Kim Jong-un: North Korean leader has been out of sight for well over a month and speculations and rumours are spreading.
Kim Jong-un: North Korean leader has been out of sight for well over a month and speculations and rumours are spreading.Reuters

North Korean leader has been out of sight for well over a month now and speculations and rumours on what might have happened to the hermit kingdom's dictator is spreading like wild fire. With curiosity and gossip on the rise like never before, a key political event early on Friday will be closely observed by Kim Watchers.

Friday is the 69th anniversary of the founding of North Korea's Worker's party, an event for which Kim has been the focal point for two years. It is a day when the leader will ideally mark a post-midnight visit to the Pyongyang mausoleum where the bodies of this father and grandfather are laid to rest.

North Korea's state media, which often sensationalises the young leaders every movement has been numb on the whereabouts of the dictator and has in fact, made no mention of him ever since he appeared at a concert with his wife on 3 September.

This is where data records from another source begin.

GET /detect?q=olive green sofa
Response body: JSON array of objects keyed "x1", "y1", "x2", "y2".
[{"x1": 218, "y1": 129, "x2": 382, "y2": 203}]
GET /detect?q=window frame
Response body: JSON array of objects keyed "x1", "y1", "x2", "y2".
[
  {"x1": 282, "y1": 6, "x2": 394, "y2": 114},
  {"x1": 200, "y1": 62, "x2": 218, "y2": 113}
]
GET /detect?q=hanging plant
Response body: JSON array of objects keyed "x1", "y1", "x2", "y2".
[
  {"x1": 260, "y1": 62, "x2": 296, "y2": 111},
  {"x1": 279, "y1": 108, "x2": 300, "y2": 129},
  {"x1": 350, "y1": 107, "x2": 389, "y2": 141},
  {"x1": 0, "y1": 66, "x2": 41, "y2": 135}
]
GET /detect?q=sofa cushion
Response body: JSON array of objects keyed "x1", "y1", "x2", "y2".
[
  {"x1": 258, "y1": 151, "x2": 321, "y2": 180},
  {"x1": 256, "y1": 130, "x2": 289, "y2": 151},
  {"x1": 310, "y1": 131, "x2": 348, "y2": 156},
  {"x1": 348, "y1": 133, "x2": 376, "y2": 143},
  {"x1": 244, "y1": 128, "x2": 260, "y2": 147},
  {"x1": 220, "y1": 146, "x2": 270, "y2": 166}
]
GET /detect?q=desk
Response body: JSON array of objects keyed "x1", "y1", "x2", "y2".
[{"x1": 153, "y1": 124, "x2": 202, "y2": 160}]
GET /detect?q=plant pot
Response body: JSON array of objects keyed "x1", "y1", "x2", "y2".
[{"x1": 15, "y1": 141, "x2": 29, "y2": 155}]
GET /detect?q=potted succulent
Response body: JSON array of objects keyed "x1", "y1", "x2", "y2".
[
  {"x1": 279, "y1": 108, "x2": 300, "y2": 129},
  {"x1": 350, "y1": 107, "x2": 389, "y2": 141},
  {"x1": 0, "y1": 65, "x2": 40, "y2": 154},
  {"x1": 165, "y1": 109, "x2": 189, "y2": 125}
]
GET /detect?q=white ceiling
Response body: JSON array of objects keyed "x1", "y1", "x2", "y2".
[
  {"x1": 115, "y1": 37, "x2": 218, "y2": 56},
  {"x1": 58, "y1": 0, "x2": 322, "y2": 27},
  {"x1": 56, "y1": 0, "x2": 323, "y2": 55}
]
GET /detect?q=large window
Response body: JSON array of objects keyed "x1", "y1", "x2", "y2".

If the 31-year-old fails to appear on Friday's occasion, observers all around the world will have all the reasons to suspect something is seriously not right inside the reclusive regime. Questions have already been pouring in from different directions along the lines of: Is Kim seriously ill? Has he been overthrown in a secret coup? And some might even go to the extreme, saying: Is he even alive?

"Should he fail to appear, it will fuel speculation that the young North Korean leader has fallen on hard times of one kind or another," Reuters quoted Curtis Melvin, a researcher at the US –Korea Institute at the Johns Hopkins Schools of Advanced International Studies in Washington.

"The longer he remains out of the public eye, the more uncertainty about him, and the status of his regime, will grow."

This comes as various newspapers and internet forums have been speculating that the young leader, with all possibility, has been overthrown. South Korea's Chosun Ilbo newspaper, for instance, reported that the North Korean officials, who paid a surprise visit to the closing ceremony of the Asian Games in South Korea, were escorted by body guards hitherto thought to be loyal to Kim Jong-un. Also surprisingly, the visitors arrived at the venue using a jet previously reserved only for him – something that possibly indicates that the leader is deposed.